So all of that is to say that comparing ISIS statements against liberalism to the GOP over-simplifies the situation and the vocabulary. If we accept the whole political spectrum–“post”-left / ultra-left, left, center, right, far-right–with anarchists on one end and fascists on the other, then pretty much everybody outside of one small range from center-left to center-right is going to be opposed to liberalism.
Man, I know exactly what you mean. I actually have a friend who was involved in the switcheroo, which was funded by Falwell and CAN. He had a soulcage email address, back in the day.

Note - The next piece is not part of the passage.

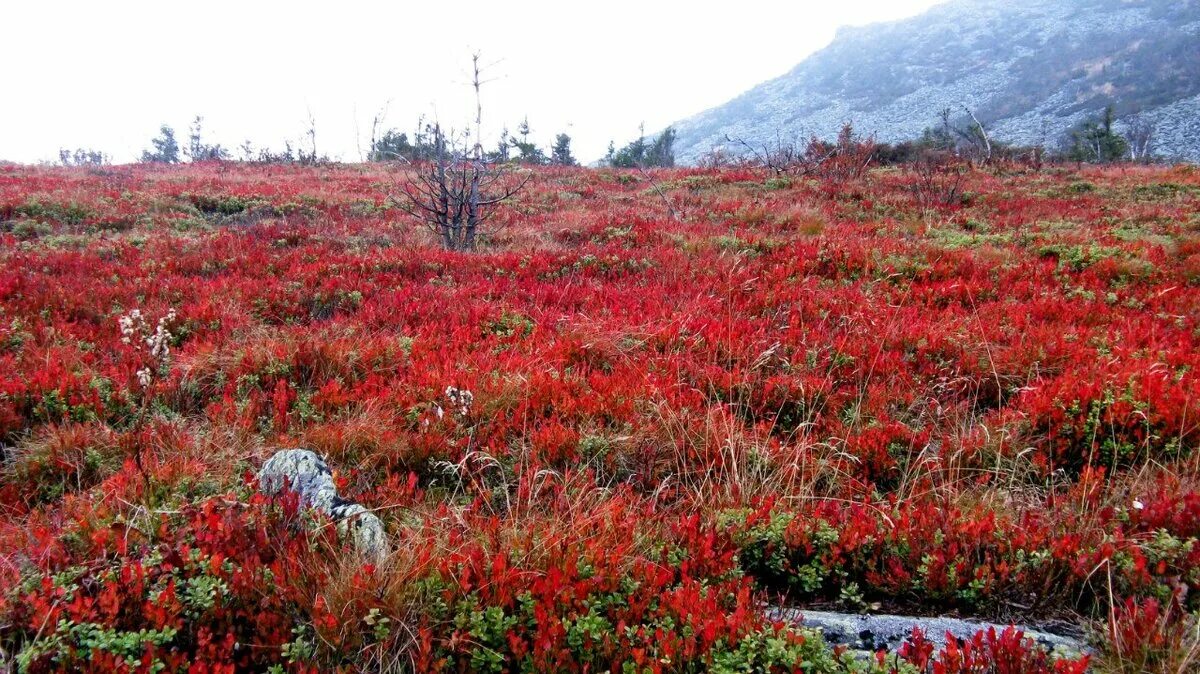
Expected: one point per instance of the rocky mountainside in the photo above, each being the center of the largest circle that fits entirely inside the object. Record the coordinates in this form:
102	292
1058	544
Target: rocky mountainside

[quote=“Donald_Petersen, post:47, topic:69440”]If your opinion of the leadership has fallen so far, why do you maintain membership in the party?[/quote]It’s my best chance of effecting useful change, because I live in an overwhelmingly Democratic tiny state. My voice carries further in a smaller crowd, right? I can (and did) call my Republican representative and helped convince him to stand up for gay marriage, and more recently for marijuana decriminalization. Could a Democrat do that? At the local level, I am one of less than five thousand people that he needs to vote for him, and I wasn’t the only one who called him.
People mostly want to join a winning team, and often that prevents them from seeing where they can do the most good. Are you making a difference in the world by joining a club that’s already doing what you want them to do, or would it make more sense to join the organization that needs to change its behavior?
Also, to be honest I believe in a lot of the things the Republicans say (personal responsibility, educational opportunity, individual rights, market-based solutions, &etc.) although when elected they always do the exact opposite of what they said.
Well, you certainly make an excellent point there.
Well, I don’t think the logic holds up here. In an extreme example, I’m not sure my joining the Klan in an effort to change their platform from within would make a whole lot of sense. Also, it’s counterintuitive (though certainly worth thinking about) to deliberately join an association founded on (or at least currently espousing) ideals with which one disagrees. If nothing else, the team one considers to be the “good guys” might need the manpower/help/support to a degree where that might be the stronger investment of one’s time, effort, and resources.
On a smallish scale, where one’s individual voice carries more relative weight, your strategy seems more sound. But I live in big, crowded California, and with my painfully low Charisma score, the most influence I could hope to bring to bear would be on, say, the school board level.
But doesn’t your account, in a nutshell, completely undermine the legitimacy of electoral politics? If we can accept that so-called “representative” government is all but impenetrable and unresponsive, then doesn’t that tell us that we are really living under a dictatorship by other means?
I was just gently pointing out that the “Muslim community as a whole” is about a responsible for these jerks as the Christian community as whole is responsible for their jerks but no one seems to be asking the Christians to take a stand against the problematic portions of their faith.
I also am pretty sure that I’ve heard and seen many Muslim leaders denounce all sorts of terrorism done in the name of their faith… so maybe, just maybe the problem isn’t with what the Muslim community has or hasn’t done as a whole as it is our unwillingness to report on or seek out reporting of Muslim leaders denouncing violence.